Kâğıt fiyatları başlı başına bir sorun. Gazete ve kitap kâğıdını yurt dışından aldığımızdan, döviz kuruna bağlı olarak sürekli artan kâğıt fiyatlarına dayanabilmek zor. Çok sayıda butik yayınevi son iki yılda kâğıt fiyatlarını karşılayamadığı için kapandı. Çok sayıda dergi de. Dağıtım da önemli bir maliyet ayağı. Çoğu yayın kendi imkânlarıyla ilerliyor bu konuda. Ecinniler ekibi, iki aydır Kadıköy’de bavullarla gezip dağıtımlarını yaptıklarını söyledi. Bütün bu zorluklara rağmen, telif konusunda ödünsüzler. Telif vermeden yazı yazdırmayı reddediyorlar.

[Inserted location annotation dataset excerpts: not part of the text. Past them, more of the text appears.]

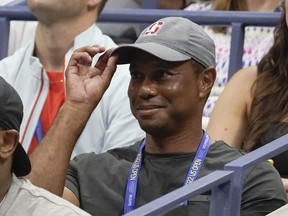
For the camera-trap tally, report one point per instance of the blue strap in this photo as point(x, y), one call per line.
point(131, 187)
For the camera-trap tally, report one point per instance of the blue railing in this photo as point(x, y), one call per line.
point(226, 186)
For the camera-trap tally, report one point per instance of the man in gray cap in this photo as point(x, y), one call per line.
point(172, 73)
point(18, 196)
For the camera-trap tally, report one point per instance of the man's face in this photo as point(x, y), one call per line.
point(164, 96)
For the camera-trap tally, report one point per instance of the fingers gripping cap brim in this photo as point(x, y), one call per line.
point(126, 52)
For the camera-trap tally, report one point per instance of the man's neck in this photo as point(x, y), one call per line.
point(54, 41)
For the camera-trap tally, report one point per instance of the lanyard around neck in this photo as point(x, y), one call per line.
point(131, 187)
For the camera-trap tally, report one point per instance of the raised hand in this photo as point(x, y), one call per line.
point(85, 83)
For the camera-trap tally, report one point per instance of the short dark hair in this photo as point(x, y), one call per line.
point(101, 6)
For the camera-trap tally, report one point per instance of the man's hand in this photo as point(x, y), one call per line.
point(85, 83)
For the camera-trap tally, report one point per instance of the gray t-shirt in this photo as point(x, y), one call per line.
point(99, 181)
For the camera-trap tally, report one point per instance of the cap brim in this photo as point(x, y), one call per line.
point(21, 162)
point(125, 52)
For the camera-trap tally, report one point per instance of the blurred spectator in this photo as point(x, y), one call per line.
point(252, 110)
point(257, 42)
point(36, 71)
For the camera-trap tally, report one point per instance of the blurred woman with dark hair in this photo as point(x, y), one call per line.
point(253, 108)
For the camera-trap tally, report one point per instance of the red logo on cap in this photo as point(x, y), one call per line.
point(154, 28)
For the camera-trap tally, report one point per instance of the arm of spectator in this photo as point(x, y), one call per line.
point(229, 116)
point(85, 86)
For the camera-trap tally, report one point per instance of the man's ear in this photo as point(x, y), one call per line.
point(8, 143)
point(206, 78)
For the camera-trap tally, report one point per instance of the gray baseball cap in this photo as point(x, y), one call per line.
point(172, 39)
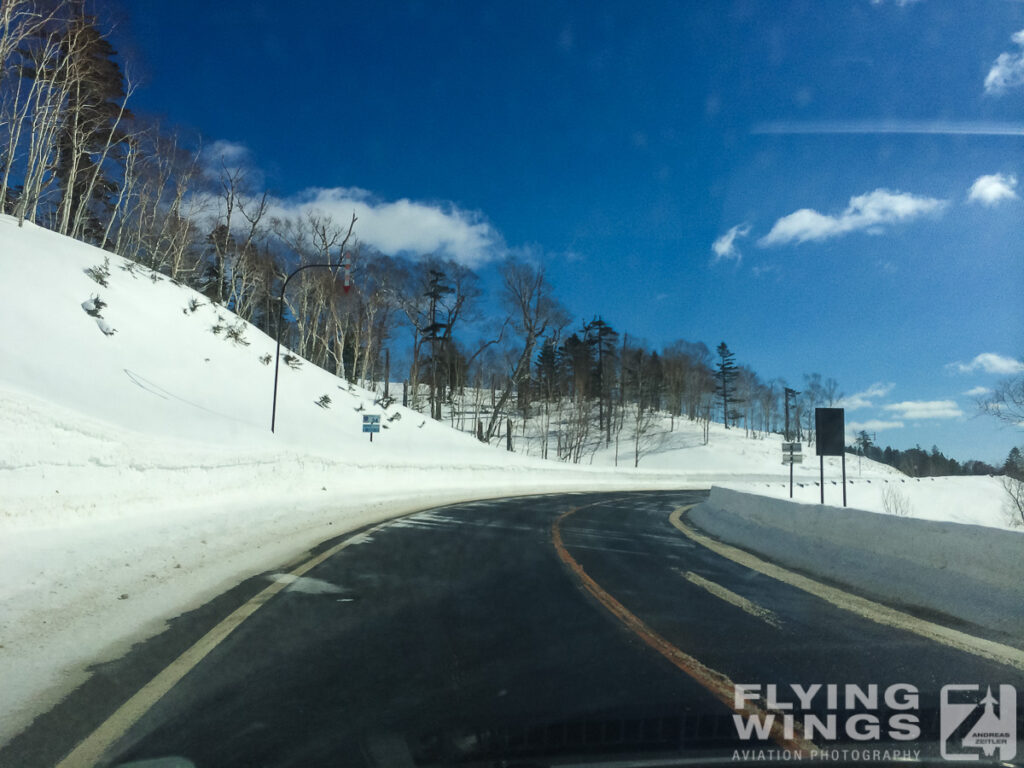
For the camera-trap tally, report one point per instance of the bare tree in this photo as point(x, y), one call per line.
point(1007, 400)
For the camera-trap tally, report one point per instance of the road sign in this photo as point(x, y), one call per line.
point(830, 433)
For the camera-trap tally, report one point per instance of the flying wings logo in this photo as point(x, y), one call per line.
point(973, 722)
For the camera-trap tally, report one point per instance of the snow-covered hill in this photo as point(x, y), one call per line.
point(138, 475)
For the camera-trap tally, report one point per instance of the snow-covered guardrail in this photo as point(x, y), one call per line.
point(968, 572)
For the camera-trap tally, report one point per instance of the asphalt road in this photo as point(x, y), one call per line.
point(511, 629)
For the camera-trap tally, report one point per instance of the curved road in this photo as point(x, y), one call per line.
point(559, 627)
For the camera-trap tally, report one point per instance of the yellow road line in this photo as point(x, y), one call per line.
point(731, 597)
point(88, 752)
point(715, 682)
point(877, 612)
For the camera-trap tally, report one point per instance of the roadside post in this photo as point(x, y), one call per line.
point(829, 427)
point(371, 424)
point(792, 455)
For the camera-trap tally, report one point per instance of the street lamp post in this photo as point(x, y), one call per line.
point(281, 322)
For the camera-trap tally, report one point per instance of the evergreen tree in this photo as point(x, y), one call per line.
point(1014, 466)
point(605, 341)
point(726, 375)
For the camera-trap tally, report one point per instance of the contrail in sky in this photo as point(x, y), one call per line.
point(936, 127)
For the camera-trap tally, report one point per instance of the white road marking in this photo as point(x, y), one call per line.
point(861, 606)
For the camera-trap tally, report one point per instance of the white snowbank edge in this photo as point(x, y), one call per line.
point(963, 572)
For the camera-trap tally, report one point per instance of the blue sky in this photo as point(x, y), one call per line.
point(865, 156)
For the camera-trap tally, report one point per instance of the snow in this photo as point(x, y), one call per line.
point(973, 572)
point(139, 478)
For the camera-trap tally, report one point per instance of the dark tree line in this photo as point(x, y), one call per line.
point(75, 158)
point(916, 462)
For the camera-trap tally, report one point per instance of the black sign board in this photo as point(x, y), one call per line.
point(830, 428)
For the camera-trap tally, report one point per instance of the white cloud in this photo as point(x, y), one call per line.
point(1008, 70)
point(868, 212)
point(402, 225)
point(928, 127)
point(925, 410)
point(863, 399)
point(992, 188)
point(990, 363)
point(725, 247)
point(978, 392)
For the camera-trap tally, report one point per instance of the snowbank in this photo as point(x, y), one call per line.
point(138, 475)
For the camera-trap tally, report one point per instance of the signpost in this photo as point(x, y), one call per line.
point(792, 455)
point(829, 427)
point(372, 423)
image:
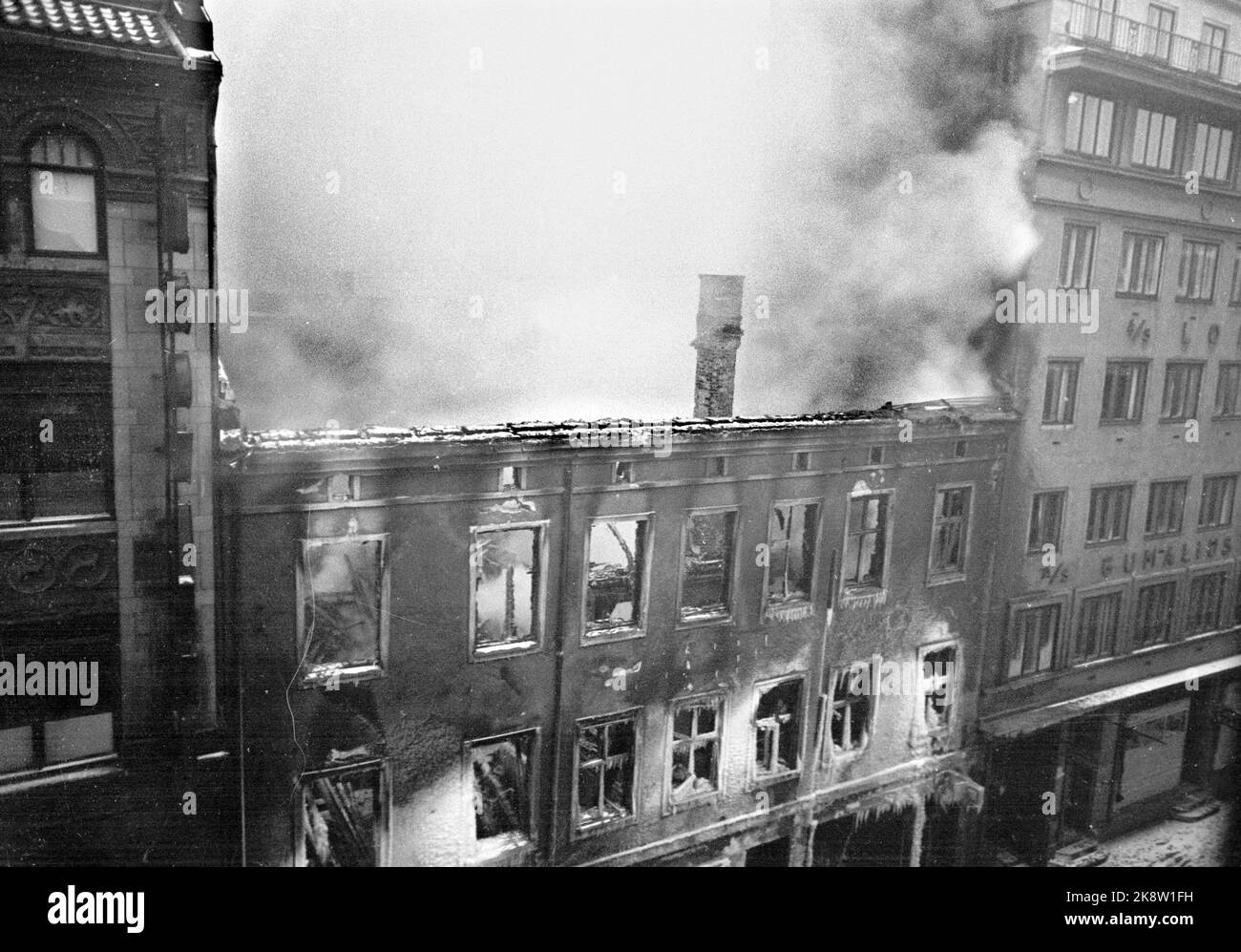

Özetle, basılı ya da dijital tüm kültür sanat içerikli dergilere sahip çıkılması gerektiğini düşünüyorum. Bir ülkenin gelişmişlik ölçütlerinden biri olarak bu alandaki dergi kültürünü çok önemserim ben. İçinde derin analizler bulursunuz, alanın yenileriyle tanışırsınız, ufkunuz genişler, kitaplar, sergiler, sinema, müzik; hayatınıza şifa olacak renkler katılır, katmanlı bakış açıları edinirsiniz. Bu yüzden nitelikli yayınlara destek olunmalı. İlan vereniyle, dağıtımcısıyla, matbaacısı, okuruyla. Kültür sanat yayınlarını Boğaziçi Üniversitesi Edebiyat Kulübü kadar dert edinsek bile epey yol alırız.